London property developers are marketing new flats close to the route of the capital’s next big investment opportunity - an east- west rail link set for completion in four years’ time.
Crossrail, a 117-kilometre railway line, will run from Reading and Heathrow Airport in the west of the capital to Shenfield and Abbey Wood in the east, and is already pushing up house prices along the route. Furthermore, agents predict even bigger investment gains when the route completes.
According to an analysis from Savills, house prices in most areas within a 500-metre radius of the planned new stations along the route have been rising faster than those farther away.
JLL predicts houses near stations will increase by up to 53 per cent between now and the end of 2020 as more and more investors pile in.
Many of these lie in previously poorly connected parts of London which investors hope will quickly become new investment hotspots.
Great Portland Estates is one of the developers already working on plans to convert a central site along the route, a former post office sorting office in Fitzrovia – an area north of Oxford Street often inhabited by companies that would prefer to base themselves in neighbouring Mayfair but can’t afford it.
Although often considered an upmarket neighbourhood and one-time home to celebrities including Ian McEwan, Griff Rhys Jones and Guy Ritchie, Fitzrovia also includes some areas of high deprivation. It means that the Office of National Statistics classifies the area as “environmentally deprived”.
Last week construction work began to convert the £500 million (Dh2.87 billion) former Rathbone Place sorting office into 142 luxury apartments - 129 have already been sold, including a handful to buyers from Bahrain and the Middle East, fetching the developer £220.2m.

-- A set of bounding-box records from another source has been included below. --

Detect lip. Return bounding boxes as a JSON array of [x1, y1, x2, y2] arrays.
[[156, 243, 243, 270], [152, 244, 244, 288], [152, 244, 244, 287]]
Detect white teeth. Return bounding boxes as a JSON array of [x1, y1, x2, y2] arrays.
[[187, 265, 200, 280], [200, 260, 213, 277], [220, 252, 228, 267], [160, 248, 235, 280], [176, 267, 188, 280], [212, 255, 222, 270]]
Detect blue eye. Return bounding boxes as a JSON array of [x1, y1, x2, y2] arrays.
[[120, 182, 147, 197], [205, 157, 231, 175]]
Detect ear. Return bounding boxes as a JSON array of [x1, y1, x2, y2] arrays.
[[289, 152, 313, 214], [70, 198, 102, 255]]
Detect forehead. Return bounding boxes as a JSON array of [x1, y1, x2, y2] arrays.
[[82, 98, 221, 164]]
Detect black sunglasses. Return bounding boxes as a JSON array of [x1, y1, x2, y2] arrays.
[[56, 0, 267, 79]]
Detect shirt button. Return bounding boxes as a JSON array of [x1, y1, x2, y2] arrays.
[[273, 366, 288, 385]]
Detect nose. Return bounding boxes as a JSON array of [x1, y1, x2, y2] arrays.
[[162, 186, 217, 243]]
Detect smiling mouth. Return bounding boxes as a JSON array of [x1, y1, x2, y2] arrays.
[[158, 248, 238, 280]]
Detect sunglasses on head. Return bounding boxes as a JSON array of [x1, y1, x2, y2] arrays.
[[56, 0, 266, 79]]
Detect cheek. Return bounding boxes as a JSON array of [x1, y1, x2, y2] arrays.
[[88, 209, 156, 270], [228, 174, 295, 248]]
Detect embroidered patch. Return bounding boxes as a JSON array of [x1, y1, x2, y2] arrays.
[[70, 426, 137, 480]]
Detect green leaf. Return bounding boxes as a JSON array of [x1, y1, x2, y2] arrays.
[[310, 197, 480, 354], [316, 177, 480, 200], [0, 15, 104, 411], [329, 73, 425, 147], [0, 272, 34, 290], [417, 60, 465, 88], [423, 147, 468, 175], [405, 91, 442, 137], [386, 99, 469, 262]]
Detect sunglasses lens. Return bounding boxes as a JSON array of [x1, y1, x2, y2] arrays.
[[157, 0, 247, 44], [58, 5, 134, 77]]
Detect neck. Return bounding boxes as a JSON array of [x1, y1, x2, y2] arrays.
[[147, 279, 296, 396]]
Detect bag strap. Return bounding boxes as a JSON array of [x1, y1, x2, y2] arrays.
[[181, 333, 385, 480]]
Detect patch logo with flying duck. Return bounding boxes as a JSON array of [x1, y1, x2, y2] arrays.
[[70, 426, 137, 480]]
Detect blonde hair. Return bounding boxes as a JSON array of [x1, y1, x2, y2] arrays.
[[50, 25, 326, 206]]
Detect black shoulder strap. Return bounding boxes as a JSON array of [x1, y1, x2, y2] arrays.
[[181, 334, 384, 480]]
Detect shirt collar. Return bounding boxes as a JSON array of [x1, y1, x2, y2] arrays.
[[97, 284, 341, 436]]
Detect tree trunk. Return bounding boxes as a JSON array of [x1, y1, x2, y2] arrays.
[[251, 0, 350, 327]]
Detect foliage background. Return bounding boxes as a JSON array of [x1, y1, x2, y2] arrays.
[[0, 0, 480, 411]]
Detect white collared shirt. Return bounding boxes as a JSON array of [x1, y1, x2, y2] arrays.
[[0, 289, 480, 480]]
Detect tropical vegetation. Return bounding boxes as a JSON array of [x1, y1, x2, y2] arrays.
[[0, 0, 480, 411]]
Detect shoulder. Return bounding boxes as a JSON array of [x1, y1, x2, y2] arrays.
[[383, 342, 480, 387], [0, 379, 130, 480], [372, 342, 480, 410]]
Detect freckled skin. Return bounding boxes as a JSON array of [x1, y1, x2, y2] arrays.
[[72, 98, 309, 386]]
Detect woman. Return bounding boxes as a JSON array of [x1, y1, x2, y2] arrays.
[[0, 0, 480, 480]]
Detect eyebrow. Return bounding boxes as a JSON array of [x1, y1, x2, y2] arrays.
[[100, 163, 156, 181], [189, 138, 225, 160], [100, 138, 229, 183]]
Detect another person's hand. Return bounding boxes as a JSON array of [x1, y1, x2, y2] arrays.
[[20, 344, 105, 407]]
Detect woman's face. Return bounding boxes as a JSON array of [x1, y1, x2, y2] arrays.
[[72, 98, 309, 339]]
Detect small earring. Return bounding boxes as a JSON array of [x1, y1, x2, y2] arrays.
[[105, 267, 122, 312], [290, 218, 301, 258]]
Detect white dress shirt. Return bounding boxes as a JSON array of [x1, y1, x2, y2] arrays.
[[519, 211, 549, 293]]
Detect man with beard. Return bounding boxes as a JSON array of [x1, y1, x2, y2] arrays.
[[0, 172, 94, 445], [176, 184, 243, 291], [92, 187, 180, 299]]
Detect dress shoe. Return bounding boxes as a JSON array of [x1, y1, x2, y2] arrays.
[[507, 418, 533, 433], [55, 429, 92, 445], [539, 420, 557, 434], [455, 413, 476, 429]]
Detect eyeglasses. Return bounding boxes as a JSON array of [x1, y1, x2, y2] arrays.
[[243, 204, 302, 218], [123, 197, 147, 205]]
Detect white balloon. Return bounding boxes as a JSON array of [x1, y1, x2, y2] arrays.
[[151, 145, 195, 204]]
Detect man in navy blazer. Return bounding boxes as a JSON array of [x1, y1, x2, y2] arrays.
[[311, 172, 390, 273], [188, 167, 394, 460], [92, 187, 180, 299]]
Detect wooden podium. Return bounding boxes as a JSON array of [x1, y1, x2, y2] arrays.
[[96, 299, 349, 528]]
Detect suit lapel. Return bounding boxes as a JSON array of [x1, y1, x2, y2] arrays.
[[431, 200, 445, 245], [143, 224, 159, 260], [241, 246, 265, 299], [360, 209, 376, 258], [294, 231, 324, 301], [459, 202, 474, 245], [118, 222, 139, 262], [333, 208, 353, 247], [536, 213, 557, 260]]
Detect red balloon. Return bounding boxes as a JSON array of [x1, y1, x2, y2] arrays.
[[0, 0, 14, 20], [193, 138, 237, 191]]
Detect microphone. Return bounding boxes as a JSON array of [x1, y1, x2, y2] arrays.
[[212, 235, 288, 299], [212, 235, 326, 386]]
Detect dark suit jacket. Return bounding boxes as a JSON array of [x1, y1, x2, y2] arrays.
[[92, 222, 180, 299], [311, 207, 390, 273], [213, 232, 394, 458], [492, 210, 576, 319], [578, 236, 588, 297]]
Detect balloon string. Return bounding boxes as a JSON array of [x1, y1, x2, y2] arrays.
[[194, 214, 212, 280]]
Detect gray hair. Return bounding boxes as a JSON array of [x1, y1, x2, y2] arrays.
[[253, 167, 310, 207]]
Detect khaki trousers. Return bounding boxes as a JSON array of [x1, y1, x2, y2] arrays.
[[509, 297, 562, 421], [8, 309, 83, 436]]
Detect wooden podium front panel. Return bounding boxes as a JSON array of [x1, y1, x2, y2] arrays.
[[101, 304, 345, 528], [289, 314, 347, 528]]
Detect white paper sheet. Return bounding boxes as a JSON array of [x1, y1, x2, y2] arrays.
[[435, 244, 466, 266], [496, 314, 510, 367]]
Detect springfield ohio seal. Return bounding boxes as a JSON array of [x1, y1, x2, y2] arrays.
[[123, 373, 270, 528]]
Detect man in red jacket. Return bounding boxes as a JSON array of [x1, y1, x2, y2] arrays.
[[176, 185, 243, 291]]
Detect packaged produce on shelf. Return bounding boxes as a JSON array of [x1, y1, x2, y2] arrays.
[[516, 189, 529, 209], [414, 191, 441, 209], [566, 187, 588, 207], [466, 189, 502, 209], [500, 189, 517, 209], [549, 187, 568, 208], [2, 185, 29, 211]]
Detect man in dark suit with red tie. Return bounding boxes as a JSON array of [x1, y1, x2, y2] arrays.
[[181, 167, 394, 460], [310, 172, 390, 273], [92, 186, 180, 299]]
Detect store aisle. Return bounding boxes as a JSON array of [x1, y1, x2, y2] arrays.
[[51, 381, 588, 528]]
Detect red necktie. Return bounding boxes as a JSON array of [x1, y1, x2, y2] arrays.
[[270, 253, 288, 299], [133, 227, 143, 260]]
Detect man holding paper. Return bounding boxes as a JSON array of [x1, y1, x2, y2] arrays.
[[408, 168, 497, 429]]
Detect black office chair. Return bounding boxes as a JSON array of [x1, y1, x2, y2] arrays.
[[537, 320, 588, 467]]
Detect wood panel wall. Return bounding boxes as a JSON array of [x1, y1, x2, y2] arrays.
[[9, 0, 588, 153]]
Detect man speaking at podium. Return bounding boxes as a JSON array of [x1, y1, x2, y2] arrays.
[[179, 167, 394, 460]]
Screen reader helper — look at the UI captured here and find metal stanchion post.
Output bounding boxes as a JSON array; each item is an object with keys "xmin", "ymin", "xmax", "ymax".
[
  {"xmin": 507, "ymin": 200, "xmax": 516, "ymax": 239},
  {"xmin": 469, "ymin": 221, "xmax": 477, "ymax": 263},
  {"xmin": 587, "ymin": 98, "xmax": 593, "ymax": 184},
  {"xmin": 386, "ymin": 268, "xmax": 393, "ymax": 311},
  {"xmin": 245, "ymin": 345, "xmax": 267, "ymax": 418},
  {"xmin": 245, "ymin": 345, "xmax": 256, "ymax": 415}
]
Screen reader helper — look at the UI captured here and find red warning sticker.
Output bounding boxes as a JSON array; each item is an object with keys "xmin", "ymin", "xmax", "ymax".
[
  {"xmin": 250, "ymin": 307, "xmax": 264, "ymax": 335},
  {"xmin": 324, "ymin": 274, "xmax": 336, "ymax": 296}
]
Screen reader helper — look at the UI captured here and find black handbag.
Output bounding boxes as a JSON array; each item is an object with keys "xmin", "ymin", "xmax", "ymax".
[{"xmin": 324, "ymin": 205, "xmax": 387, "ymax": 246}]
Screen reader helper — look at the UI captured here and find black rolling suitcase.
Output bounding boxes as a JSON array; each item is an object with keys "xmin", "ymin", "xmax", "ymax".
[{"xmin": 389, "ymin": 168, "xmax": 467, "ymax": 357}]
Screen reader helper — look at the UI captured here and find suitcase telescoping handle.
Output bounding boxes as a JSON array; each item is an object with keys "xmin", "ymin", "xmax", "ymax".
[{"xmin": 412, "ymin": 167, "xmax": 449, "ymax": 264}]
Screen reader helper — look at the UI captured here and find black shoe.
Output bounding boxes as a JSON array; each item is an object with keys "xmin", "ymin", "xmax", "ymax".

The controversial Make-designed development will also comprise 5,700 square metres of shops and offices as well as a semi-private garden square which members of the public will be able to use during the day time.
Prices start from £2.97m for a two-bedroom flat.
“[In part thanks to Crossrail] Fitzrovia is moving ahead and becoming the destination neighbourhood it deserves to be,” says Charlie Walsh, director of residential development sales at Savills, one of the agents on the scheme.
Q&A
What is Crossrail?
One of Europe’s largest railway and infrastructure construction projects. In December 2008 Transport for London and the Department for Transport signed an agreement committing them to financing the project to the tune of £15.9bn with construction work starting in 2009.
How long has it been planned?
Crossrail has been on the drawing board in London since 1948 in an attempt to better connect east and west London. Similar projects were also touted in the 1970s, ‘80s and ‘90s.
Why is the Rathbone Square scheme controversial?
Great Portland Estates bought the 2.3-acre Rathbone Place sorting office for £120m in 2011 (before the former owner Royal Mail was privatised). Westminster council granted planning permission to convert the site into flats, which is expected to generate the developer £97.5m in profit. It fuels claims from critics that the taxpayer lost out during the Royal Mail privatisation and that the venerable UK postal operator’s property portfolio was undervalued.
What else is Royal Mail selling?
Royal Mail owns unusually large sites in prime areas around London and elsewhere in the UK. According to its 2013 prospectus, the total value of its freehold properties stands at £787m and its leasehold properties are worth £318m. However, the Labour Party claims three more [Royal Mail] sites earmarked as surplus to requirement are worth as much as £1bn each - Mount Pleasant, Nine Elms and Paddington.